My brain dump before I forget completely: so far I know only about the issue that data in LMDB is generally not aligned. For
entry_h
fields themselves there are multiple ways to work around, e.g. by reading these more carefully via memcpy wrappers. For.data
we'd need 2-alignment due to libknot functions IIRC. Keys of even length should imply 2-alignment for values in LMDB, but that's undocumented and perhaps it will be better to just allocate a bit longer values and pad their start as necessary. - Vladimír Čunát reopened
reopened
- Contributor
@vcunat Is this still relevant? My last walk-though cache code indicated that allignment is being done in kresd code... but I might misremember this.
- Author Owner
It's unchanged, but apparently affected hardware is rather rare.
Dear kresd developers,
Debian armhf CI tests are failing due to a SIGBUS (they run on a arm64 kernel): https://ci.debian.net/packages/k/knot-resolver/ See e.g.: https://ci.debian.net/data/autopkgtest/unstable/armhf/k/knot-resolver/11411012/log.gz Unfortunately, these tests are required to make knot-resolver migrate to testing and then to the next stable distribution.

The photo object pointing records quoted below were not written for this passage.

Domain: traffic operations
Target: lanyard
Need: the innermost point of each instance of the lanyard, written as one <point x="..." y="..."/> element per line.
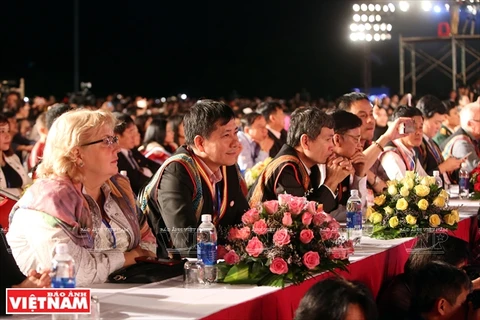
<point x="111" y="232"/>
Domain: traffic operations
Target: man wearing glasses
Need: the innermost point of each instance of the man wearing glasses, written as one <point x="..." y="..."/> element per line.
<point x="347" y="142"/>
<point x="464" y="143"/>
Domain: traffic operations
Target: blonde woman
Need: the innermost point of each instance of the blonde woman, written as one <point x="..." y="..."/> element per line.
<point x="79" y="199"/>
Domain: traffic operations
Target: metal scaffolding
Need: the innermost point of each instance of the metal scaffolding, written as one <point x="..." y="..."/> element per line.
<point x="430" y="62"/>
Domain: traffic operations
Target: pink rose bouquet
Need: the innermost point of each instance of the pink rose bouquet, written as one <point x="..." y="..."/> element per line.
<point x="283" y="241"/>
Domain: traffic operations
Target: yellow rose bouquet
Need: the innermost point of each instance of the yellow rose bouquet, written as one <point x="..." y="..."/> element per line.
<point x="409" y="207"/>
<point x="252" y="174"/>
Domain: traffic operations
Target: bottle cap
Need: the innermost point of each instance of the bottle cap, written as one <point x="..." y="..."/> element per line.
<point x="61" y="248"/>
<point x="206" y="218"/>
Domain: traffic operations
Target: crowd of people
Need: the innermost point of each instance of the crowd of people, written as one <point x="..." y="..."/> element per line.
<point x="127" y="178"/>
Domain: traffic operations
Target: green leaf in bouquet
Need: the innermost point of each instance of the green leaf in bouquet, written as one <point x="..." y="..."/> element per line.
<point x="239" y="272"/>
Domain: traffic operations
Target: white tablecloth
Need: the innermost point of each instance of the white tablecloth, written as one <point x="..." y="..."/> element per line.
<point x="170" y="300"/>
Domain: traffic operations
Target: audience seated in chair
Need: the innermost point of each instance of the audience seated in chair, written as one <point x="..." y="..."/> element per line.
<point x="337" y="299"/>
<point x="80" y="199"/>
<point x="295" y="169"/>
<point x="200" y="178"/>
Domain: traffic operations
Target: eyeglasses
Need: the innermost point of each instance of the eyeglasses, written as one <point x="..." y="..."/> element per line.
<point x="109" y="141"/>
<point x="356" y="138"/>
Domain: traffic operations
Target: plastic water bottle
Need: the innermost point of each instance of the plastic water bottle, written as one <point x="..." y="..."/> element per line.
<point x="63" y="275"/>
<point x="63" y="268"/>
<point x="438" y="179"/>
<point x="354" y="217"/>
<point x="207" y="247"/>
<point x="464" y="181"/>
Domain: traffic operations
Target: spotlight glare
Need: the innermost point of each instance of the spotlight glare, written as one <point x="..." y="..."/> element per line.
<point x="426" y="5"/>
<point x="404" y="6"/>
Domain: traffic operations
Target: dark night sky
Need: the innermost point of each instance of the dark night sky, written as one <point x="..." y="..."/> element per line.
<point x="160" y="48"/>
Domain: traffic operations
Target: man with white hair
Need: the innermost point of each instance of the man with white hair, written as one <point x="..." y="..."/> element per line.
<point x="464" y="142"/>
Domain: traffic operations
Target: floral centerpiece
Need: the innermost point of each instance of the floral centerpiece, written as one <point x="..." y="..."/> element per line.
<point x="475" y="183"/>
<point x="409" y="207"/>
<point x="283" y="241"/>
<point x="253" y="173"/>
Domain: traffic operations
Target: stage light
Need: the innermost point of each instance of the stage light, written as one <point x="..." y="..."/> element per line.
<point x="404" y="6"/>
<point x="426" y="5"/>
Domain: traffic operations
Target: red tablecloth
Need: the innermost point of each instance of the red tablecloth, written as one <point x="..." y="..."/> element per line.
<point x="372" y="271"/>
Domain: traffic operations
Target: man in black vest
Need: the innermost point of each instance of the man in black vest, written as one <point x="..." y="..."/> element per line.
<point x="295" y="169"/>
<point x="429" y="152"/>
<point x="200" y="178"/>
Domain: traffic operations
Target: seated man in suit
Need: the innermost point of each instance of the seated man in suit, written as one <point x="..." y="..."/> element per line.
<point x="295" y="169"/>
<point x="273" y="114"/>
<point x="450" y="123"/>
<point x="139" y="169"/>
<point x="255" y="141"/>
<point x="200" y="178"/>
<point x="464" y="143"/>
<point x="430" y="155"/>
<point x="399" y="155"/>
<point x="347" y="143"/>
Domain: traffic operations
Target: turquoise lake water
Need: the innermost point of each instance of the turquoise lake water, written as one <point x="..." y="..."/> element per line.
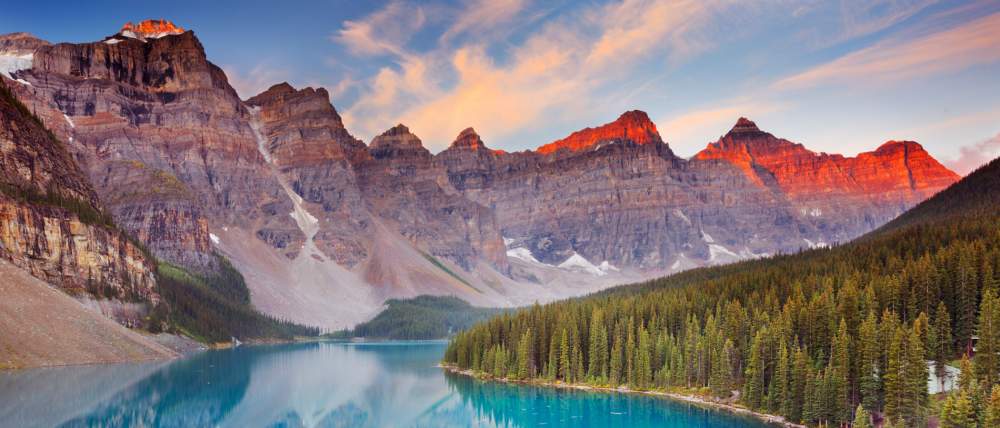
<point x="319" y="385"/>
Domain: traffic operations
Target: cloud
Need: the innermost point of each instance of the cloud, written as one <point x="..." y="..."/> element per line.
<point x="482" y="16"/>
<point x="973" y="43"/>
<point x="385" y="31"/>
<point x="555" y="71"/>
<point x="260" y="77"/>
<point x="974" y="156"/>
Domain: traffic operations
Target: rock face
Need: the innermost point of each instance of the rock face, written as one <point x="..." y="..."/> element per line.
<point x="50" y="218"/>
<point x="161" y="105"/>
<point x="842" y="197"/>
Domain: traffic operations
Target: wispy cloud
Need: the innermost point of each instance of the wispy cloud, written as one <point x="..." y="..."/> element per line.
<point x="973" y="156"/>
<point x="384" y="32"/>
<point x="950" y="50"/>
<point x="559" y="66"/>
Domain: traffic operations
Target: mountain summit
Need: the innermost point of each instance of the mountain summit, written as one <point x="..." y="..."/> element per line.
<point x="150" y="29"/>
<point x="632" y="125"/>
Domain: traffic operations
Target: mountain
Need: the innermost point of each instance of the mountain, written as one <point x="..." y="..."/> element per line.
<point x="842" y="197"/>
<point x="325" y="228"/>
<point x="810" y="337"/>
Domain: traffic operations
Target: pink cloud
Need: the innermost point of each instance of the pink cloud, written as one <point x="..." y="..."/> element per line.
<point x="950" y="50"/>
<point x="976" y="155"/>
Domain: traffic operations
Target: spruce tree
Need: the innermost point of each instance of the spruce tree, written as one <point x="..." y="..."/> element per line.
<point x="986" y="359"/>
<point x="753" y="387"/>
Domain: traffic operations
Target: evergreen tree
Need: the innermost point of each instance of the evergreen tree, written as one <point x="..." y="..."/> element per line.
<point x="958" y="412"/>
<point x="565" y="369"/>
<point x="942" y="345"/>
<point x="598" y="366"/>
<point x="991" y="417"/>
<point x="987" y="362"/>
<point x="753" y="389"/>
<point x="615" y="370"/>
<point x="870" y="354"/>
<point x="862" y="419"/>
<point x="525" y="356"/>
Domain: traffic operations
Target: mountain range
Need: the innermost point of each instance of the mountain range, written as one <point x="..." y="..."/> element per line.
<point x="325" y="228"/>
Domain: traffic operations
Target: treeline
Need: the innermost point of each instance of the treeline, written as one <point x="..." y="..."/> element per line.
<point x="214" y="308"/>
<point x="819" y="337"/>
<point x="422" y="317"/>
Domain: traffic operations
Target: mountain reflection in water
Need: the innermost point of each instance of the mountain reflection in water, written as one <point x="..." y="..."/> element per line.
<point x="393" y="384"/>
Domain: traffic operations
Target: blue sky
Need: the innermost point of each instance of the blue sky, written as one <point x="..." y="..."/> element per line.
<point x="837" y="76"/>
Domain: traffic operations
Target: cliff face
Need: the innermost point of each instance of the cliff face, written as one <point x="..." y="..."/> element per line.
<point x="842" y="196"/>
<point x="50" y="219"/>
<point x="325" y="228"/>
<point x="159" y="103"/>
<point x="631" y="204"/>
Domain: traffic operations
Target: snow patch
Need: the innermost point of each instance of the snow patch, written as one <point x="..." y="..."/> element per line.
<point x="10" y="63"/>
<point x="524" y="254"/>
<point x="578" y="262"/>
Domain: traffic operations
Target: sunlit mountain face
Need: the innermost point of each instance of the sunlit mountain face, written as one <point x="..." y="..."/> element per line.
<point x="715" y="202"/>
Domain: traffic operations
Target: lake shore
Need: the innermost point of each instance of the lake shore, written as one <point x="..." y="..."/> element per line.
<point x="688" y="398"/>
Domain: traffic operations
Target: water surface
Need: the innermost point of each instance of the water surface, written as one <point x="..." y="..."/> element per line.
<point x="319" y="385"/>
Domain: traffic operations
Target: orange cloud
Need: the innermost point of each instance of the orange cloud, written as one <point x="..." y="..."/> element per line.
<point x="971" y="44"/>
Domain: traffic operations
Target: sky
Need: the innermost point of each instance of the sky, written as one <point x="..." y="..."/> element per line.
<point x="837" y="76"/>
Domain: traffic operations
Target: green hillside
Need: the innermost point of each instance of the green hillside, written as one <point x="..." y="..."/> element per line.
<point x="809" y="336"/>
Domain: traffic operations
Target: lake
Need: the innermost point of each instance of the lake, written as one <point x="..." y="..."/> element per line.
<point x="393" y="384"/>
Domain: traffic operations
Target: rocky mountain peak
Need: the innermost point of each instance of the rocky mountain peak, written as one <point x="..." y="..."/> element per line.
<point x="632" y="125"/>
<point x="468" y="139"/>
<point x="395" y="140"/>
<point x="745" y="128"/>
<point x="150" y="29"/>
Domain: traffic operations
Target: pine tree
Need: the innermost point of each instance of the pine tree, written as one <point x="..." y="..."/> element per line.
<point x="525" y="356"/>
<point x="870" y="354"/>
<point x="896" y="397"/>
<point x="598" y="347"/>
<point x="991" y="417"/>
<point x="942" y="345"/>
<point x="986" y="359"/>
<point x="753" y="387"/>
<point x="958" y="412"/>
<point x="862" y="419"/>
<point x="565" y="369"/>
<point x="615" y="370"/>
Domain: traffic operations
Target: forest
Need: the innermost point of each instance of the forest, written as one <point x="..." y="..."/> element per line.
<point x="214" y="308"/>
<point x="420" y="318"/>
<point x="838" y="336"/>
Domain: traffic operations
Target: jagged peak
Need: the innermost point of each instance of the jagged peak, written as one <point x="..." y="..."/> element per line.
<point x="397" y="137"/>
<point x="905" y="144"/>
<point x="744" y="126"/>
<point x="150" y="29"/>
<point x="633" y="125"/>
<point x="468" y="139"/>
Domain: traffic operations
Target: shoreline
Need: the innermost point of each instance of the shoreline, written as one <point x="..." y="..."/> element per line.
<point x="691" y="399"/>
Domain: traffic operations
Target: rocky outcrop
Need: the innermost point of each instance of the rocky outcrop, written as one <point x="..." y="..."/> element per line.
<point x="403" y="185"/>
<point x="51" y="223"/>
<point x="159" y="102"/>
<point x="841" y="196"/>
<point x="631" y="204"/>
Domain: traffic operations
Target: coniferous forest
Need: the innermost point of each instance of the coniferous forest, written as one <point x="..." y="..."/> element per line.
<point x="834" y="336"/>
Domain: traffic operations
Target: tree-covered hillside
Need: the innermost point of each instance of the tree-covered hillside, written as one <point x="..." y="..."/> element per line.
<point x="422" y="317"/>
<point x="818" y="336"/>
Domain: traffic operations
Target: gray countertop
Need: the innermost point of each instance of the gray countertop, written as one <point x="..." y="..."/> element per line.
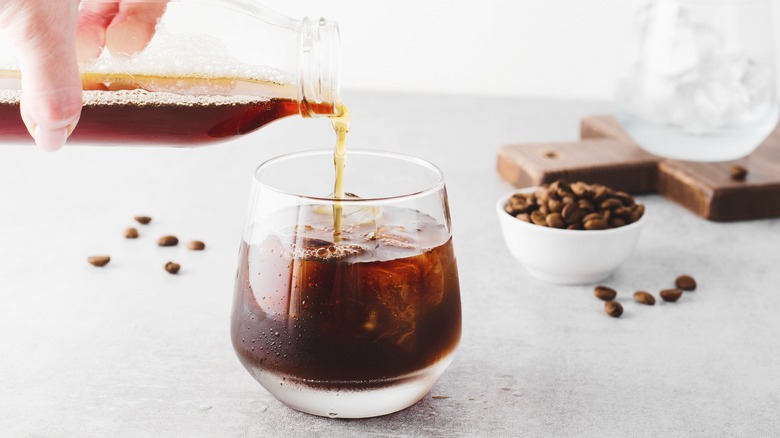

I understand that you have limited manpower, but do you have any plans to fix this in the short term?
- Author Owner
I forgot to cross-link; I think it should be fixed by !1167 (merged)
- Vladimír Čunát mentioned in merge request !1167 (merged)
mentioned in merge request !1167 (merged)
Awesome, thanks! Do you have an approximate date to release 5.3.2?